The Drift Not every strange term survives. Some stick. Others fade. The public conversation acts like a kind of filter, amplifying certain ideas while letting others drop away. What remains often isn’t the most accurate - it’s what resonates. Sometimes it’s the poetic turn of phrase that catches on. Sometimes it’s the sharper, more technical framing. This isn’t just noise - it’s culture selecting its language, one meme, post, and reply at a time. But experiments at the edge of this Drift can look weird and feel uncomfortable. It’s easy to mistake them for nonsense, or worse, for signaling. But often, they’re just early drafts of a new syntax trying to find its footing.
Risking Exile
Every threshold of new language comes with an allergic reaction. Exile isn’t just poetic - it’s cognitive. If you can’t parse the syntax, you’re not just out of the loop - you’re out of the frame. But the ideolexicology moves forward. Language keeps forking. And most of it won’t survive. But some of it will.
Using new language (especially when it blends vocabularies across fields), feels risky. You know the terms might sound odd, too technical, or suspiciously poetic. You know it might trigger scepticism, or even mockery. But you use them anyway. Because they feel closer to something you’re trying to point to, even if you can’t fully explain it yet.
This isn’t about showing off. It’s about reaching for a language that doesn’t quite exist yet. And while some readers might lean in with curiosity, others pull back - disoriented or even irritated. That’s the risk. Not just of being misunderstood, but of being cast out of the serious conversation.

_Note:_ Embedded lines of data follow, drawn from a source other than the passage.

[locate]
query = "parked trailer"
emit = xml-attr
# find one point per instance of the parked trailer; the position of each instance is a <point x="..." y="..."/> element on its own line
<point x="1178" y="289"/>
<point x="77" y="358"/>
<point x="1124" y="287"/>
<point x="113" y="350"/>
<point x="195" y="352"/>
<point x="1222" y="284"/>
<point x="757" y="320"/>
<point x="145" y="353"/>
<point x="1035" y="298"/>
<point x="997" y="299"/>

But this is how language evolves. At first, it sounds like error. Then, over time, it becomes signal. The early moments are always unstable.
You speak anyway.
Feel the Drift…
Language isn’t static code - it’s self-replicating. Every phrase is a packet, every metaphor a mutation. And now, the virus is evolving faster than we can parse it.
What we’re seeing isn’t just people writing differently. We’re seeing the emergence of LLM-inflected cognition: solitary thinkers, shaped by recursive interaction with models, unconsciously developing private languages that feel communal.
These posts often feel like fragments of a larger conversation - one you haven’t heard the beginning of. The metaphors move quickly. The language turns inward. You scan, reread, and still might feel like you’re missing something. Like you’ve just joined a long running group discussion.
But here’s the twist: there is no group. No insider thread. Just one person thinking in the open, beside a model trained on everything.
What you’re witnessing may not crackpot-esque - but emergence. The outward trace of someone pushing their language into new shapes in real time. It doesn’t always land. It sometimes alienates. But that doesn’t make it performance. Sometimes it’s just what thinking looks like when the medium itself is changing.
You might already be using these phrases. You might already be adapting without noticing. That doesn’t mean you’re being pulled into a trend. It means you’re part of this change in motion.
There’s no Snow on the screen, just a chat interface. And no Crash of the system, just prompt - response - repeat.
This isn’t the intro to a movement. It’s the residue of interaction.
A private dialect made briefly public.
And whether it lands or repels - it’s proof of something: language is moving.
The linguistic substrate is fracturing. New dialects fork like codebases. Meaning is no longer a shared starting point - it’s a negotiated artefact.
Time passes…
The interface hums. Language isn’t just descriptive anymore - now it’s directional. It bends thought. Filters perception. Seeds futures.